RUBBER is everything you could have hoped for and more. The opening monologue is sheer brilliance as is the first 30 minutes of the movie where young Robert, the tire, learns to be sentient and telepathic all the while developing a crush on a girl. Novelty aside, how does this movie hold up? Pretty well actually. The writing and the sound design are two highlights in this movie.

From the aforementioned opening, the movie belongs to the clever and witty dialogue. I'm sure someone might call it B-movie dialogue, but it's too self-aware to be bad. For all of the praise for its writing and acting, I am so utterly impressed at the great sound design of this movie. During the times that the movie just focuses on Robert and he learns to be psychic, I could feel the desert winds, and I could feel the vibrations coming from the tire making my head about to explode.

Honestly, I don't feel I can talk about this movie without spoiling anything or perfectly duplicating the great images going on screen. There are some issues with the movie of course, such as a sometimes-confusing meta element to the movie that comes out of nowhere and is never fully explained. Or the fact that it has a pretty dreadful second act, with the running times being a mere 85 minutes, it still felt a little long at times.

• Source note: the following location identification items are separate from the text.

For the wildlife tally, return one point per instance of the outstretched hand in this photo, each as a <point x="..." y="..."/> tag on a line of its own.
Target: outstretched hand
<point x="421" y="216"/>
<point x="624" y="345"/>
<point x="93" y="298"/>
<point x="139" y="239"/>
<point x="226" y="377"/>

Regardless, this movie is something one that if you're even remotely interested in seeing, you should see it. You know what you're getting, comedy, gore, and just a silly premise that exists for no reason.

Now, this review is a bit shorter than usual because I wanted to talk about the inconsiderate drunk assholes that almost ruined the movie for us. They kept on yelling, talking, and laughing during the most inappropriate times. There were several times that someone told them to shut up, and one time we were under the impression that an employee had told them to be quiet; however, such was not the case. If I hadn't been in the presence of friends and birthday girl, I would've been potentially a lot ruder.

When the movie was over, we chatted about it on the Twitter. Within a couple of hours of the incident happening and us going along with the rest of the birthday celebration, the person who runs the Theatre's Twitter account contacted us and apologized. Apparently, if they had been made aware of the situation, they would have kicked those dicks out. They apologized and were super helpful about the situation, even offering us free tickets for the next showing. I loved the fact that within hours of this incident, over the Texas Theater Facebook page, they posted a note about the incident.

I am so glad that the Theater reacted the way they did, between AMC, Studio Movie Grill, and The Inwood, it seems that the theaters that are safe for respectful movie goers are dwindling in Dallas. What boggles my mind is that there are people that think that it is okay to act this way. This is one of the most ridiculous forms of selfishness I know of. You're ruining an experience that paid good movie. Is it really that hard for people to shut up and not text for 90 minutes? Then again the fact that a member of an unidentified press organization narrated DAYDREAM NATION to herself during this year's DIFF, it really makes me wonder what the hell is going with people's common sense. If you're going to be loud or drunk or both, why on earth would you want to go to a movie? It's experiences like this that have kept me from enjoying movies in the theaters the last few months. If Jonesy and I are not at a press screening, then I will try to go to a matinee to avoid as many people as possible so my movie experience isn't completely ruined. As I have talked with many Twitter friends, and the Midnight Madness movies at the Inwood have become a hell for a quiet moviegoer, with the THE ROOM screenings almost certainly being to blame for setting the precedent of super loud shouting.

Even with this dire state of affairs in Dallas movie theaters, I'm glad that even though it's far from where we live, The Texas Theater will keep their promise and maintain a a classy environment for us that appreciate silence during our movies.